Con mia madre in coda per AstraZeneca: “Non ho paura”
Lunedì pomeriggio alla Fiera di Bolzano poco prima della sospensione ordinata dal governo per la fascia 75-79. In un silenzio quasi sacro, la sensazione di essere a una svolta. Genitori accompagnati dai figli e coppie che si vaccinano insieme. È la catena di montaggio della speranza
Bolzano. Numero 302. Mi scendono le lacrime. Giù, sotto gli occhiali e la mascherina. Faccio di tutto per fermarle, le lacrime, ma non riesco. Mi metto dietro di lei, seduta su una sedia di plastica nera mentre aspetta il suo turno. Le accarezzo le spalle.

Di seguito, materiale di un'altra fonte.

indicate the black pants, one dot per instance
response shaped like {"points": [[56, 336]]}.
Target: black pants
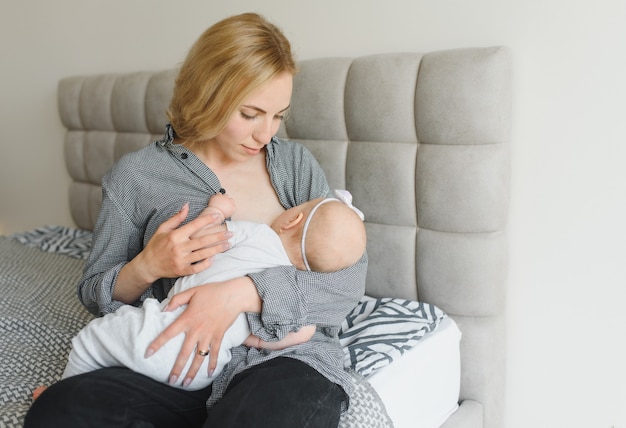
{"points": [[282, 392]]}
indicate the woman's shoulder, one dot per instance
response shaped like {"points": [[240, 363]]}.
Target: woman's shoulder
{"points": [[137, 164]]}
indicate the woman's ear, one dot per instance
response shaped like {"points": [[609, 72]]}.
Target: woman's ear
{"points": [[293, 222]]}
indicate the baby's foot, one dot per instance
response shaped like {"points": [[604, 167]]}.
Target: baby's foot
{"points": [[38, 391]]}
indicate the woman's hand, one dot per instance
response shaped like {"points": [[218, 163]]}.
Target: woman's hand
{"points": [[211, 310], [172, 252]]}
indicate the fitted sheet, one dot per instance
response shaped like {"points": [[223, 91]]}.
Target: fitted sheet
{"points": [[421, 388]]}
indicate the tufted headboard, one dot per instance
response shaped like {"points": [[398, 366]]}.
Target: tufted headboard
{"points": [[421, 141]]}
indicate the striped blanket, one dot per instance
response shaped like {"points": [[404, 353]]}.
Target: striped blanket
{"points": [[40, 313]]}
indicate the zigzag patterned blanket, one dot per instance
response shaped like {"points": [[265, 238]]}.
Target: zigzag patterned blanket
{"points": [[40, 313]]}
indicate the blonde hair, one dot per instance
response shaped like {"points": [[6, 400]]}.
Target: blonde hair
{"points": [[336, 238], [229, 61]]}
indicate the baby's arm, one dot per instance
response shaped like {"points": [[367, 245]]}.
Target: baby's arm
{"points": [[294, 338], [219, 203]]}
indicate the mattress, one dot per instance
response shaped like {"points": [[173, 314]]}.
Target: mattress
{"points": [[421, 388]]}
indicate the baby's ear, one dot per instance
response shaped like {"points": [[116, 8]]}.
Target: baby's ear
{"points": [[293, 222]]}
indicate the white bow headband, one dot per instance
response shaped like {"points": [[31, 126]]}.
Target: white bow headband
{"points": [[341, 196]]}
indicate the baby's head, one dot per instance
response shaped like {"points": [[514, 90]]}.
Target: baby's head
{"points": [[322, 235]]}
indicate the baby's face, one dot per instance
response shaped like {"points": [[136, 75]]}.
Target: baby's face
{"points": [[224, 203]]}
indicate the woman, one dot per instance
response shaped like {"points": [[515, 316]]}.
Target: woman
{"points": [[230, 96]]}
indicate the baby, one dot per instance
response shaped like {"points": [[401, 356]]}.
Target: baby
{"points": [[322, 235]]}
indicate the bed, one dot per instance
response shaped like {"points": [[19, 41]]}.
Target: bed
{"points": [[421, 141]]}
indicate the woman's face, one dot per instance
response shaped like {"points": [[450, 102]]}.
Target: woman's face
{"points": [[256, 121]]}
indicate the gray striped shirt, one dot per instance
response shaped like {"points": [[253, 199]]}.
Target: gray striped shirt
{"points": [[147, 187]]}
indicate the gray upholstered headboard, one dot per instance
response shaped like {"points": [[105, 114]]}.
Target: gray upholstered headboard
{"points": [[421, 141]]}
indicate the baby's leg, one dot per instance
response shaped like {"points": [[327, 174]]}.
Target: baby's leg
{"points": [[117, 339], [294, 338]]}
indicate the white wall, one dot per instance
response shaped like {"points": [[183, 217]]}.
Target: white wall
{"points": [[566, 359]]}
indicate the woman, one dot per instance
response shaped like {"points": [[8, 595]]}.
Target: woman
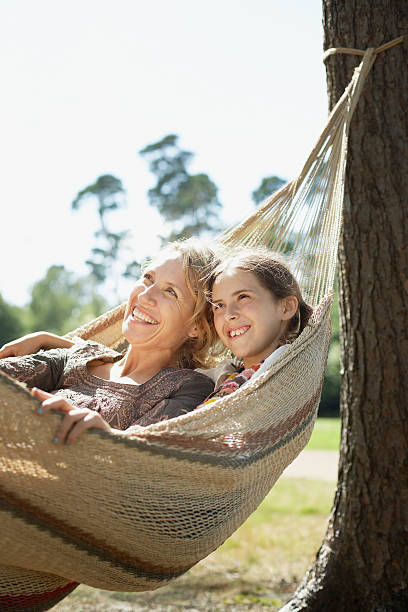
{"points": [[166, 324]]}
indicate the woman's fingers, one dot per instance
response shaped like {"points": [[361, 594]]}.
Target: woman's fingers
{"points": [[7, 351], [50, 402], [76, 422]]}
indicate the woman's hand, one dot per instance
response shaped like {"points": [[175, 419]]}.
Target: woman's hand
{"points": [[31, 343], [74, 422]]}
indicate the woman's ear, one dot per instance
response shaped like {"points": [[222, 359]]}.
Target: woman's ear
{"points": [[289, 307]]}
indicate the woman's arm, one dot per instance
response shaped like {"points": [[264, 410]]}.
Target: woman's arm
{"points": [[32, 343], [75, 420]]}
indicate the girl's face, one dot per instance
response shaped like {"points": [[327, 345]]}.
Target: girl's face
{"points": [[248, 318], [159, 309]]}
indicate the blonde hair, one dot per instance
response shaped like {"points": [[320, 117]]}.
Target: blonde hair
{"points": [[198, 261], [272, 271]]}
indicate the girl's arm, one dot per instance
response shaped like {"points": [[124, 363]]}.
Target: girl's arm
{"points": [[32, 343]]}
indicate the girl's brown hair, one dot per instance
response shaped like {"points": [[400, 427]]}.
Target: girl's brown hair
{"points": [[198, 260], [272, 271]]}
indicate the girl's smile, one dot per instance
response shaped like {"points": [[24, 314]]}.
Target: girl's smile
{"points": [[248, 318]]}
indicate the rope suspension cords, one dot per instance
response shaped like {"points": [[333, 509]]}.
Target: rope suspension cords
{"points": [[129, 513]]}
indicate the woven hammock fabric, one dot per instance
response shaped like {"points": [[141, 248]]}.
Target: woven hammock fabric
{"points": [[131, 513], [180, 486]]}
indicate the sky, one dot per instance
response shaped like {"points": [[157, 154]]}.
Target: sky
{"points": [[86, 84]]}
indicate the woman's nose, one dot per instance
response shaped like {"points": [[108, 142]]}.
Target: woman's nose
{"points": [[148, 295]]}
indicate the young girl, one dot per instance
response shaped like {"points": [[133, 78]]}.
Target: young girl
{"points": [[258, 312]]}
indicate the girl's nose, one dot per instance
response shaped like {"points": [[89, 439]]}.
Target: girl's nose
{"points": [[230, 312]]}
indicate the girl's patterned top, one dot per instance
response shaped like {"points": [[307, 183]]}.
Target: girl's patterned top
{"points": [[232, 383], [168, 394]]}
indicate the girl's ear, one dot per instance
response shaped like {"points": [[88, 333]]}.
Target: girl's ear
{"points": [[193, 333], [289, 307]]}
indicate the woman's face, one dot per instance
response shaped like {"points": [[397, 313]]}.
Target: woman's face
{"points": [[159, 308]]}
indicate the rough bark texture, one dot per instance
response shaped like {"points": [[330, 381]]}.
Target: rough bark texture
{"points": [[362, 565]]}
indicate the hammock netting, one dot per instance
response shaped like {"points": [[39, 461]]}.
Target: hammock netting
{"points": [[131, 513]]}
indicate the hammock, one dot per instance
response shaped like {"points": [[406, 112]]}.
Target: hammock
{"points": [[131, 513]]}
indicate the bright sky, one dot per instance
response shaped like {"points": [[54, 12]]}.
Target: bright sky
{"points": [[87, 83]]}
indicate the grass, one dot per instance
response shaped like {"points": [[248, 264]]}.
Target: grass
{"points": [[326, 435], [257, 568]]}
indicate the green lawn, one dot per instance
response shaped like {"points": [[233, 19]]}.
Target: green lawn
{"points": [[256, 569], [326, 435]]}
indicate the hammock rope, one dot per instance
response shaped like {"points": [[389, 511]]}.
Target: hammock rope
{"points": [[129, 513]]}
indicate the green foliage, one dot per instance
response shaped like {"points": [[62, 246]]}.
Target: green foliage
{"points": [[326, 434], [11, 322], [61, 301], [188, 202], [266, 188], [109, 195]]}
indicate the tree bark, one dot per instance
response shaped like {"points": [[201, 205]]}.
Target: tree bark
{"points": [[362, 565]]}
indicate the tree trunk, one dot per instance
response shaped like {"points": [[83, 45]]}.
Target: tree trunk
{"points": [[362, 565]]}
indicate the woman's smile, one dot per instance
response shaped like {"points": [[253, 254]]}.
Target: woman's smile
{"points": [[142, 317]]}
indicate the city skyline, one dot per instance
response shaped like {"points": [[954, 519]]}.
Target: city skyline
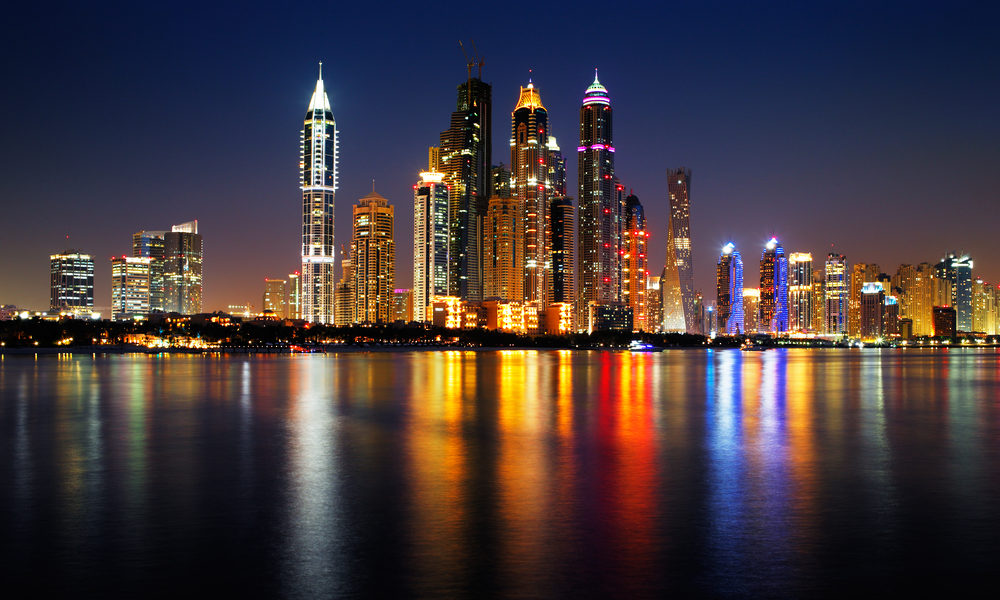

Tiro un sospiro a trattenere il pianto, non voglio mi veda.
Sento un nodo pesantissimo sciogliersi sulla bocca dello stomaco, una sensazione di tepore. E capisco. Capisco che da un anno ho paura. Ho paura per mia madre, che da mesi non posso baciare e abbracciare. Ho paura che finisca in una terapia intensiva, o che ci possa finire io, o mia moglie, o i miei fratelli, le mie nipoti, i miei amici. Persone a cui volevo bene sono morte di Covid. Capisco che questa paura adesso è alla fine, e, quella sensazione di compressione, di asfissia, di sentirsi in gabbia, è questione di settimane.
Fiera di Bolzano, Centro Vaccini. Lunedì 15 marzo, ore 14. AstraZeneca. Fascia 75-79 anni.
«Hai paura mamma?».
«No, voglio tornare a vivere, finire di essere murata in casa, di stare sola. No, AstraZeneca non mi fa paura».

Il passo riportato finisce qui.